The Court upheld a lower-court decision that said Francis J. Bevilacqua III, the buyer of residential property in Haverhill, Massachusetts (who apparently invested hundreds of thousands of dollars in the property, converting it into condominiums), never owned it because U.S. Bancorp foreclosed before it the mortgage was assigned to it by MERS. The Court also held that Bevilacqua lacked standing as a "bona fide good faith purchaser for value." This ruling could have implications in the foreclosure crisis, in which banks are accused of clouding home titles through sloppy transferring of mortgages.
“By alleging that U.S. Bank was not the assignee of the mortgage at the time of the purported foreclosure, Bevilacqua is necessarily asserting that the power of sale was not complied with, that the purported sale was invalid, and that his grantor’s title was defective,” the Court wrote. “In light of its defective title, the intention of U.S. Bank to transfer the property to Bevilacqua is irrelevant and he cannot have become the owner of the property pursuant to the quitclaim deed.”
While the long term implications of this case on the Massachusetts real estate market are certainly ominous, buyers in other jurisdictions need to also consider the potential implications of this case. If the Court's ruling were to be adopted by other state courts, any purchaser of property at a foreclosure sale or as REO property directly from a bank, will need to examine (or hire someone to examine) a preliminary title report for the property prior to completing the purchase, in order to determine that the chain of title on the property is proper.

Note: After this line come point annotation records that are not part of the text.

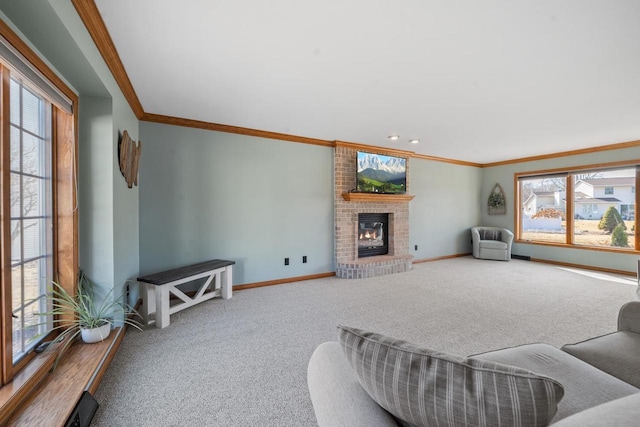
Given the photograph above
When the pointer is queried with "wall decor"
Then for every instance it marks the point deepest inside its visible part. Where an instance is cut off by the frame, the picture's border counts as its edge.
(129, 156)
(497, 202)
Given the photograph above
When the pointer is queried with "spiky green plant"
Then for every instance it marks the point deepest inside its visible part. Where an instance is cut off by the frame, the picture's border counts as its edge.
(619, 237)
(86, 310)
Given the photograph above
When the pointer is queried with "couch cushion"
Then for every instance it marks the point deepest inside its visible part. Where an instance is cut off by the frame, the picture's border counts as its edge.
(623, 412)
(490, 234)
(617, 354)
(584, 385)
(337, 396)
(426, 387)
(493, 244)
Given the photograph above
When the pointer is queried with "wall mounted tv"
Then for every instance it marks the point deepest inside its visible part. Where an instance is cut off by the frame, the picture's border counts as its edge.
(377, 173)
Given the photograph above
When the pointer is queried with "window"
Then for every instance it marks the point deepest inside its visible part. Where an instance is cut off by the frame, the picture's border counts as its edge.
(582, 208)
(31, 215)
(38, 217)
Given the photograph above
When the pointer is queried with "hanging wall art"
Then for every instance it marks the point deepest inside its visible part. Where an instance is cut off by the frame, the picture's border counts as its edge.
(129, 156)
(497, 202)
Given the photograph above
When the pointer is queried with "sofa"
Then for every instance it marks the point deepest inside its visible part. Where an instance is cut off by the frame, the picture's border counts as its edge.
(367, 379)
(491, 243)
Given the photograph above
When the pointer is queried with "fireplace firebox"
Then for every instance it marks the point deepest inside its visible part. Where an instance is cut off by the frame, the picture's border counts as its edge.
(373, 231)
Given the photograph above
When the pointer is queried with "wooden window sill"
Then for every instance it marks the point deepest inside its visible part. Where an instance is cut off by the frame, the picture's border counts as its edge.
(38, 396)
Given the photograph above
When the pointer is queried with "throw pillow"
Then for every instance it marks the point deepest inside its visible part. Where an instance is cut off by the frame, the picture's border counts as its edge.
(423, 387)
(488, 234)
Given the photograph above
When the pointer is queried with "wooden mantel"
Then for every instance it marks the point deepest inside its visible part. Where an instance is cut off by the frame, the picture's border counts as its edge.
(373, 197)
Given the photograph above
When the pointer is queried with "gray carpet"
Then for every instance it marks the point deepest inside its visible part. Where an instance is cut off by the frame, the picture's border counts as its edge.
(242, 362)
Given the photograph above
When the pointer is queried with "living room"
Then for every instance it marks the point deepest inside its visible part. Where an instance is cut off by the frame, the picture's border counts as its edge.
(206, 191)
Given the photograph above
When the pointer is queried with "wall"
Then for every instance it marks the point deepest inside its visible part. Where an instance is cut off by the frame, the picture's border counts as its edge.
(504, 175)
(207, 195)
(445, 207)
(108, 214)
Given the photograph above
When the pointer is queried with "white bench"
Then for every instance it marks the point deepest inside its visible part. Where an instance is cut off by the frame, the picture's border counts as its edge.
(158, 288)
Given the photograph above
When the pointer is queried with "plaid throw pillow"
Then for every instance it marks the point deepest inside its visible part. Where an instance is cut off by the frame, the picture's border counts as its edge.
(486, 234)
(427, 388)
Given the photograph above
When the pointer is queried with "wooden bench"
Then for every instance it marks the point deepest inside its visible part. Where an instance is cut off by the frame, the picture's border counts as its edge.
(158, 288)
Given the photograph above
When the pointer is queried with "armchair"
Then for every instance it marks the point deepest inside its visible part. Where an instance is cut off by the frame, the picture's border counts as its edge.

What's more, this concern could extend to anyone who is purchasing property that was sold at any time at a foreclosure sale or as REO property. Mr. Bevilacqua was in the process of converting his property to condominiums. What if he had sold the condominiums? Would the purchasers also have faulty title? Based on the Court's analysis, it is difficult to come up with an answer other than yes.
This decision is to be contrasted with the Ninth Circuit's decision in Cervantes v. Countrywide Home Loans, Inc., which was discussed in our most recent blog. Unlike the Massachusetts decision, the Ninth Circuit appeared to honor substance over form and take the equities into account in making its decision.
Bevilacqua v. Rodriguez, 10880, Supreme Judicial Court of Massachusetts (Boston).